Exclusion clauses: don’t take a gamble
In Green v Betfred, the court gave a stark reminder that exclusion clauses in consumer contracts must be clear, well sign-posted and easily accessible.
The recent case of Green v Betfred is a stark reminder to businesses that, in order to be effective, exclusion clauses in consumer contracts must be clear, well sign-posted and easily accessible. This case is particularly relevant to online businesses relying on "click-wrap" mechanisms to bind consumers to terms (ie those that require customer to check the 'accept box' to continue). Exclusion clauses that consumers can only find after "trawling" through lengthy and convoluted documentation are unlikely to be upheld.
In 2018, Andrew Green played a game of Blackjack newly introduced on Betfred's website. After 5½ hours of consecutive play, an undetectable 'glitch' in the game's software led to Mr Green being dealt almost exclusively winning cards. Mr Green won over £1.7m in chips, but Betfred refused to let him cash out, relying on several exclusion clauses, including one that said "a malfunction voids all pays and plays". On a summary judgment, Betfred's terms were held to be ineffective in excluding its liability to Mr Green for "an undetected and undetectable" defect.
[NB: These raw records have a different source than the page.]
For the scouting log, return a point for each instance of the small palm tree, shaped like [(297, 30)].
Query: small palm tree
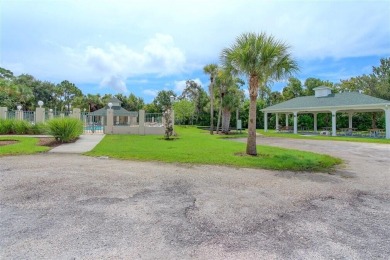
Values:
[(212, 70), (261, 58)]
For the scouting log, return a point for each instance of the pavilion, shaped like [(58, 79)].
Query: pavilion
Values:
[(324, 101), (121, 115)]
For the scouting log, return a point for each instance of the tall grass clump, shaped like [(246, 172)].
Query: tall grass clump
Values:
[(65, 129)]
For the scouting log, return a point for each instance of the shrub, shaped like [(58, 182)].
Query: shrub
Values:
[(65, 129), (38, 129)]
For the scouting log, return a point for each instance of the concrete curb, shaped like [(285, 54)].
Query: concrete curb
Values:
[(84, 144)]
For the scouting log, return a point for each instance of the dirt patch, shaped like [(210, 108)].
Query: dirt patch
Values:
[(7, 142), (48, 141)]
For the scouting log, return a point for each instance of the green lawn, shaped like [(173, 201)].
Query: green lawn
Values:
[(197, 146), (273, 133), (24, 145)]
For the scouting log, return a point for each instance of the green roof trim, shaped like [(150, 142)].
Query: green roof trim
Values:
[(346, 100)]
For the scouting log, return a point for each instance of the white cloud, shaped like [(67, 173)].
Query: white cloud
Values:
[(150, 92), (114, 82), (159, 56)]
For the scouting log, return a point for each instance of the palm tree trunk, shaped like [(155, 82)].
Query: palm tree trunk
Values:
[(226, 115), (211, 108), (253, 90), (219, 116)]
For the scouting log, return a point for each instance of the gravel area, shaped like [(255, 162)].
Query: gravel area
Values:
[(66, 206)]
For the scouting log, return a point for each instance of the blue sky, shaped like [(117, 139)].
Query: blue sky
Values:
[(145, 46)]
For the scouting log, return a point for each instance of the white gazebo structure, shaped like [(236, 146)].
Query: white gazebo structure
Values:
[(324, 101)]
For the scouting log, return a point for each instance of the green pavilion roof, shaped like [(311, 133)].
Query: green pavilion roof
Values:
[(341, 100), (118, 111)]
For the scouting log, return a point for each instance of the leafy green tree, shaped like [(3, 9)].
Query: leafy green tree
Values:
[(163, 99), (211, 69), (67, 92), (6, 74), (261, 58), (184, 109)]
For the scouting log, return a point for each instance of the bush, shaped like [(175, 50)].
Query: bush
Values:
[(20, 127), (65, 129), (38, 129)]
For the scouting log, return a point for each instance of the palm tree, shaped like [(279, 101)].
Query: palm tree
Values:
[(261, 58), (211, 69)]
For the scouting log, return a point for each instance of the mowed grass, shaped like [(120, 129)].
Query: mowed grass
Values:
[(195, 146), (273, 133), (23, 145)]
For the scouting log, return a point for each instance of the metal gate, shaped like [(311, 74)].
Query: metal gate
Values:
[(93, 124)]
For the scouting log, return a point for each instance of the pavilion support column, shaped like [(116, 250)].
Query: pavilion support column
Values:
[(295, 122), (350, 114), (334, 123), (286, 119), (387, 121)]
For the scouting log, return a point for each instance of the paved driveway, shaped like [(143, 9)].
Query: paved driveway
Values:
[(55, 206)]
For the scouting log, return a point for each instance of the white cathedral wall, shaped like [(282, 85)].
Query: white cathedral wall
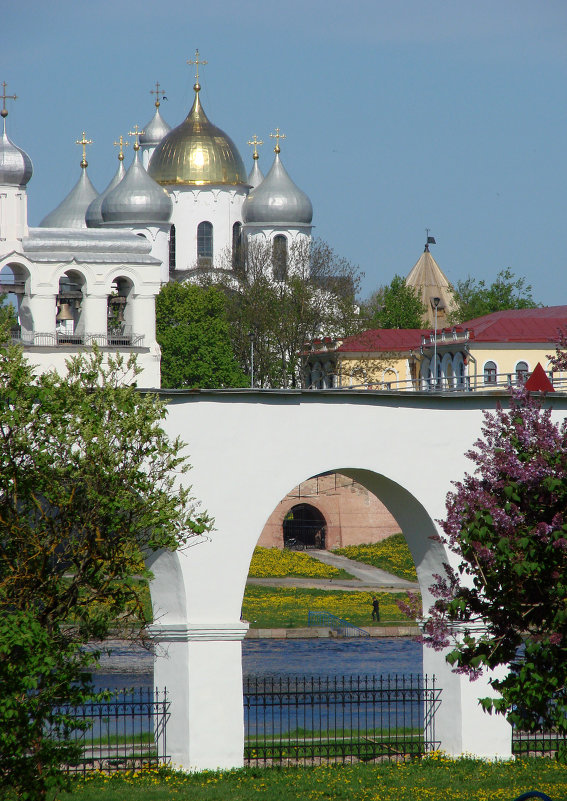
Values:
[(219, 205)]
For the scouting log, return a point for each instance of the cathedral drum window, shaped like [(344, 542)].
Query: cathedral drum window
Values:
[(205, 244)]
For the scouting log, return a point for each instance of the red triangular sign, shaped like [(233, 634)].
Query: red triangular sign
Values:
[(539, 381)]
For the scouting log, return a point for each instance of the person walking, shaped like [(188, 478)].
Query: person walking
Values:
[(375, 609)]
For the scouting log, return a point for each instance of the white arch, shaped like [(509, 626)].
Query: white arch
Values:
[(261, 437)]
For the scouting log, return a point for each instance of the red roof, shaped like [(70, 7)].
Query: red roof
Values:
[(519, 325), (384, 339)]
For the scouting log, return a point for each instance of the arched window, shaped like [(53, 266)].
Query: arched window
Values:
[(205, 244), (172, 248), (237, 253), (490, 373), (521, 372), (304, 527), (279, 257)]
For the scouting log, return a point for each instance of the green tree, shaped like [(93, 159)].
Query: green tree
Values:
[(314, 294), (194, 335), (505, 605), (476, 298), (394, 306), (87, 488)]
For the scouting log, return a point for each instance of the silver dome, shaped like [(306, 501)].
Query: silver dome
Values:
[(70, 213), (277, 200), (15, 165), (93, 215), (137, 199), (255, 176), (155, 130)]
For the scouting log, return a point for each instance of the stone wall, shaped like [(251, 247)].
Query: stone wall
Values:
[(352, 514)]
The scope of the exclusion clauses
Key to the judge's decision was the poor drafting and presentation of Betfred's terms and conditions. The judge considered that Betfred's exclusion clauses were:
- made up of component terms that were undefined and spread across several documents;
- unclear and their intended effect obscure; in particular,
- the word "malfunction" was used in other contexts of the terms to suggest a hardware or telecommunications breakdown as opposed to the undetectable glitch that arose in Mr Green's case.
The judge noted that other clauses of Betfred's terms demonstrated that it was capable of drafting clearly. If Betfred had intended the exclusion clauses to exempt it from paying out ostensibly winning bets, Betfred would (and should) have drafted them to say so clearly. As such, the judge found that Betfred could not avoid paying Mr Green the £1.7m as a matter of the exclusion clauses' language.
Incorporation into the contract
The judge also found that the exclusion clauses were not in any event incorporated into Betfred's contract with Mr Green, as they were buried in documentation that:
- was inadequately signposted and contained repetitive, unnumbered, and closely-typed paragraphs;
- may have caused confusion by "liberally employing" capitalisation in certain, but not all, important sections;
- addressed the whole range of Betfred's services and required a customer to "click through and scroll online, searching out what appears to be relevant to him"; and
- Mr Green first 'accepted' when he opened his account several years earlier, and of which he was not reminded before playing the new game.
Further and crucially, Mr Green's failure to check the 'accept box' of the terms containing the key exclusion clause upon which Betfred relied (the "malfunction" clause above), did not prevent his entry into the new game.
The Consumer Rights Act 2015
Finally, the judge held that, even if the exclusion clauses had been incorporated into Mr Green's contract, they would have been ineffective under the Consumer Rights Act 2015. That Act requires the terms traders offer consumers to be fair: they must be transparent, prominent and their meaning clear to an average and informed consumer (sections 64(3)-(5)). For all the reasons set out above, these exclusion clauses were unfair.
Conclusion: use technology to your advantage
The Betfred case indicates that the Court is unlikely to consider the now commonplace 'scroll through' or 'accept box' functions sufficient to bring exclusion clauses to consumers' attention. Businesses, particularly those trading on online platforms and apps, should therefore take note.
We suggest approaching terms and conditions the same way you would approach other aspects of your websites and apps:
- Consider the user experience - design the interface of terms and conditions to optimise clarity and usability;
- Signpost exclusion clauses - technology allows for such signposting to be done in more creative and clear ways than traditional, paper-based approaches - use this to your advantage;
- Multiple services/platform - design terms and conditions so that consumers can seamlessly find all terms applicable to their specific uses; and
- Access rights - build systems that prevent consumers from accessing products unless they have expressly accepted the exclusion clauses upon which your business seeks to rely.
The technology expertise that many companies already possess provides precisely the sort of tools to maximise the chances of exclusion clauses being upheld. Companies should therefore see this as an opportunity to innovate their way out of a known problem.